Una società che non accetta la morte e nemmeno che se ne parli è fondata sull’inganno e sull’ipocrisia.

Se poi il tema diventa l’aldilà, colui che ne parla viene emarginato, così come avviene con chi parla di alieni e di UFO.

Una società che fonda tutto sulla razionalità e ciò che ne consegue non tollera che esista l’aldilà, perché la ragione non può accettare la frase “Credo quia absurdum” e non può accettare qualcosa di non certo, anche se dignificato dalla fede.
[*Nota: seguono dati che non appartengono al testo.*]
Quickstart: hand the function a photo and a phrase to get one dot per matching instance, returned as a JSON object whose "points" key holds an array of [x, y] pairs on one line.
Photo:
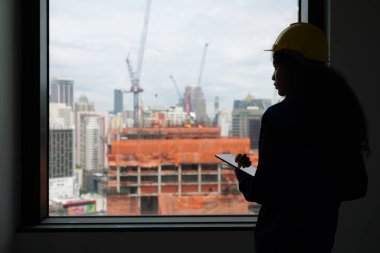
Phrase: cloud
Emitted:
{"points": [[90, 40]]}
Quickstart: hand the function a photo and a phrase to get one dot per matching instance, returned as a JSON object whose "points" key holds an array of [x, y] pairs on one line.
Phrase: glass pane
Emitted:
{"points": [[144, 93]]}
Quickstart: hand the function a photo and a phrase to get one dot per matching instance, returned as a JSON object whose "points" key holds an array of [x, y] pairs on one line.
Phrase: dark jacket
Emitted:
{"points": [[294, 183]]}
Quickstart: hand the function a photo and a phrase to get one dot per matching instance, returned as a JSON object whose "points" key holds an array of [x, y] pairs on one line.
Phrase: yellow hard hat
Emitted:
{"points": [[304, 38]]}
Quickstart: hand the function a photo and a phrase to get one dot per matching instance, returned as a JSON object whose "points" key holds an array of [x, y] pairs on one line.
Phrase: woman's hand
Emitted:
{"points": [[243, 160]]}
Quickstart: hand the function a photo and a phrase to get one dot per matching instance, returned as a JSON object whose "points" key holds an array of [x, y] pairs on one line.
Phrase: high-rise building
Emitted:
{"points": [[118, 101], [61, 116], [246, 118], [224, 122], [61, 160], [194, 102], [62, 91], [90, 140], [84, 105], [173, 171], [61, 152]]}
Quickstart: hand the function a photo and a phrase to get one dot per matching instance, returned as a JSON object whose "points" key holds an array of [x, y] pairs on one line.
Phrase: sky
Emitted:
{"points": [[91, 39]]}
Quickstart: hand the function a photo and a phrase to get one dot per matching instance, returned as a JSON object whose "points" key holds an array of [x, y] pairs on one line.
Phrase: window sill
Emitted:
{"points": [[148, 223]]}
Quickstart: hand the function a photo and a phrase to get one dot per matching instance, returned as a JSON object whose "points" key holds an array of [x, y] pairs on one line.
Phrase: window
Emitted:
{"points": [[35, 63], [153, 84]]}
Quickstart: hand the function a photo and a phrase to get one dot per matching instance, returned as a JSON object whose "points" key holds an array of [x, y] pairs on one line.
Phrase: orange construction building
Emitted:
{"points": [[172, 171]]}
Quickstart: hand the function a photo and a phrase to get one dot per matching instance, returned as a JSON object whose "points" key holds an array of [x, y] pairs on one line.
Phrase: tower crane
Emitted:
{"points": [[135, 75], [202, 64], [180, 100]]}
Eppure, se c’è qualcosa di certo, questa è la morte. Per cui, fingere che non esista significa contraddire la propria identità di società razionale.

Il cinema americano ha talvolta (ma non spesso) affrontato il tema dell’aldilà, partendo dall’assioma che esso esista e concentrandosi soprattutto su raffigurazioni fantastiche, di facile presa sul pubblico. La vecchia Hollywood non vedeva di buon occhio temi come questo, nel timore di scontrarsi con gerarchie, gruppi di pressione e mentalità molto conservatori.

Si preferivano produzioni di serie B, senza grandi attori e senza budget consistenti, quasi a farle passare in sordina. I risultati furono deludenti, sia dal punto di vista commerciale sia artistico.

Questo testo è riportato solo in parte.